Where is the carpenter's vice-bench located on the Pequod?

Lashed athwartships against the rear of the Try-works.

What does the carpenter build from whale bone and ivory for a stray bird?

A pagoda-looking cage made from rods of right-whale bone and cross-beams of sperm whale ivory.

What does Stubb ask the carpenter to paint on his oars?

Vermillion stars on the blade of every oar.

How does the carpenter handle a sailor's toothache?

He attempts to extract the tooth with pincers, and when the sailor flinches, he clamps the man's jaw in his wooden vice.

How does the carpenter view human body parts?

He treats them as materials: teeth are "bits of ivory," heads are "top-blocks," and men are "capstans."

What phrase does Melville use to describe the carpenter's emotional blankness?

"Impersonal stolidity" — a blankness that seems one with the general stolidity of the visible world.

What does Melville mean by calling the carpenter a "stript abstract"?

That he is stripped of all social conditioning and cultural overlay, reduced to a pure essence.

What does Melville mean by calling the carpenter an "unfractioned integral"?

That he is a complete, undivided whole — not broken into parts by self-consciousness or philosophical doubt.

According to Melville, how does the carpenter work?

Not by reason, instinct, or training, but by "a kind of deaf and dumb, spontaneous literal process."

What does Melville mean by calling the carpenter a "pure manipulater"?

That his intelligence resides entirely in his hands. His brain "must have early oozed along into the muscles of his fingers."

To what object does Melville compare the carpenter?

A Sheffield pocket knife — a "multum in parvo" tool containing blades, screwdrivers, corkscrews, tweezers, and awls in one instrument.

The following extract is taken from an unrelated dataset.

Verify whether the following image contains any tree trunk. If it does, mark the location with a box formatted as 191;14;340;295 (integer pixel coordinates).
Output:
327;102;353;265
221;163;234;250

What does "multum in parvo" mean, as used in this chapter?

Latin for "much in little" — describing something that contains a great deal within a small space.

What "cunning life-principle" does Melville say animates the carpenter?

A mysterious something — "whether essence of quicksilver, or a few drops of hartshorn" — that has abided in him for sixty years.

What does the carpenter do constantly, according to Melville?

He soliloquizes — talks to himself like "an unreasoning wheel, which also hummingly soliloquizes."

What metaphor does Melville use for the carpenter's body and his soliloquizing habit?

His body is a "sentry-box" and the soliloquizer is "on guard there, and talking all the time to keep himself awake."

How does the carpenter serve as a philosophical foil to Ahab?

Where Ahab obsesses over cosmic meaning and vengeance, the carpenter lives in pure practical utility without any metaphysical anxiety.

Approximately how old is the carpenter?

About sixty years old or more, based on Melville's reference to the life-principle having "abided for now some sixty years or more."

What word does Melville use to describe the carpenter's occasional humor?

"Antediluvian, wheezing humorousness" — an ancient, creaky wit like something from Noah's ark.